N'est-ce pas une pensée consolante, pour tous ceux qui aiment la liberté, que le privilège de la presse ne saurait guère nous être enlevé, sans qu'on nous enlève en même temps notre État républicain et notre indépendance. Il est rare que la liberté, de quelque espèce qu'elle soit, ait été détruite d'un seul coup. Des hommes nés libres ont de l'horreur pour le seul nom d'esclavage : il ne peut s'insinuer que par degrés, et il faut qu'il essaie mille formes différentes, avant d'en trouver une qui se fasse recevoir. Mais si la liberté devait périr parmi nous, elle devrait périr tout à la fois : sa chute, pour ainsi dire, devrait être instantanée, et voici pourquoi : nos lois générales contre les séditions et contre les libelles sont à un point à ne pouvoir être renforcées. Il ne reste donc que deux moyens de nous borner davantage à ces égards. Le premier, ce serait de soumettre tout ce qui s'imprime à la censure : le second, de confier à la cour le pouvoir arbitraire de châtier les auteurs de tous les écrits qui lui déplaisent. Or l'un et l'autre de ces moyens serait une infraction si criante de tous nos privilèges, que probablement ce ne pourront être là que les deniers abus d'un gouvernement despotique; de sorte que lorsque nous verrons réussir de pareilles entreprises, nous pourrons hardiment conclure que c'en est fait pour toujours de la liberté de la Grande Bretagne.

 


1 commentaire:

  1. Dans un monde aussi complexe et désorienté qu'et celui dans lequel nous évoluons, le besoin de recourir à des boussoles relève de l'évidence. Il nous revient de trouver quelques clés de compréhension pour ne pas nous transformer en somnambules. Faute de pouvoir compter sur les "réseaux sociaux", rien ne vaut de lire, relire - comme vous nous y incitez - les grands auteurs classiques.

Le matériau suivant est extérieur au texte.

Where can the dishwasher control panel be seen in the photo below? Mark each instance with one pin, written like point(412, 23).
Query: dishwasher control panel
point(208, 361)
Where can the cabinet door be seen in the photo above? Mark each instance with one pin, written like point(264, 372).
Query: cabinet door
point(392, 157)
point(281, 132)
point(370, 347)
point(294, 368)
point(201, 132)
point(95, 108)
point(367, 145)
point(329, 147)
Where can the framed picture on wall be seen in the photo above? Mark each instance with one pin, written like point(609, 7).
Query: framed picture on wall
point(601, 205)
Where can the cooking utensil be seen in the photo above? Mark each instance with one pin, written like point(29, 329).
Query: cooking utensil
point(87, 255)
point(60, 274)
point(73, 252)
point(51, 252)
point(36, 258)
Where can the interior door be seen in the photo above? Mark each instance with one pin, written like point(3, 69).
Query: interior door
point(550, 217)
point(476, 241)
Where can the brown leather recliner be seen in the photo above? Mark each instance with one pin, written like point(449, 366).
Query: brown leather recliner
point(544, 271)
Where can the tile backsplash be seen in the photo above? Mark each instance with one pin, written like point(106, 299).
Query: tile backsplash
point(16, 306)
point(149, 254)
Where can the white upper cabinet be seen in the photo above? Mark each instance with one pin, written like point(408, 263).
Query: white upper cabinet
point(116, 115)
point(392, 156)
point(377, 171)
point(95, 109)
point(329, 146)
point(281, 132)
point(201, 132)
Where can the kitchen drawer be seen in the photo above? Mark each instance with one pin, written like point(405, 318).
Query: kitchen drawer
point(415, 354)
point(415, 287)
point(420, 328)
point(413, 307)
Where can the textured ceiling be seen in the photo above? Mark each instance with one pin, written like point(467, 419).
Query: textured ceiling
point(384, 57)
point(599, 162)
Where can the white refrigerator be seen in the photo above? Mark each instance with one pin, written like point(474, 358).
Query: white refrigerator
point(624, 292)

    Force est de constater que leurs écrits n'ont pas pris la moindre ride tant ils perçoivent parfaitement les ressorts de l'âme humaine et de la vie en société. Par ailleurs, ils renseignent, à leur manière, sur la déraison contemporaine, en particulier sur le dévoiement des grands principes dans notre patrie des Lumières. Contrairement à ce que déclare Emmanuel Macron à Saint-Etienne le 25 octobre 2021, la nostalgie n'est pas mauvaise conseillère par nature surtout si elle s'appuie sur les réflexions de penseurs ayant fait leur preuve comme David Hume.

    Rien ne serait plus salutaire que d'en faire une synthèse accessible à tous nos compatriotes pour participer à leur éducation citoyenne. Ceci serait plus utile que la création d'un "Conseil national de la refondation", énième comité théodule destiné à brasser de l'air et non à traiter les maux dont souffre notre société autrement que par des mots galvaudés, des éléments de langage !

    Il faut parfois se tourner vers le passé pour comprendre le présent et, qui sait peut-être, anticiper l'avenir pour mieux s'y préparer. Nous n'en sommes malheureusement pas là.

    Encore un immense merci pour cette initiative de LLC....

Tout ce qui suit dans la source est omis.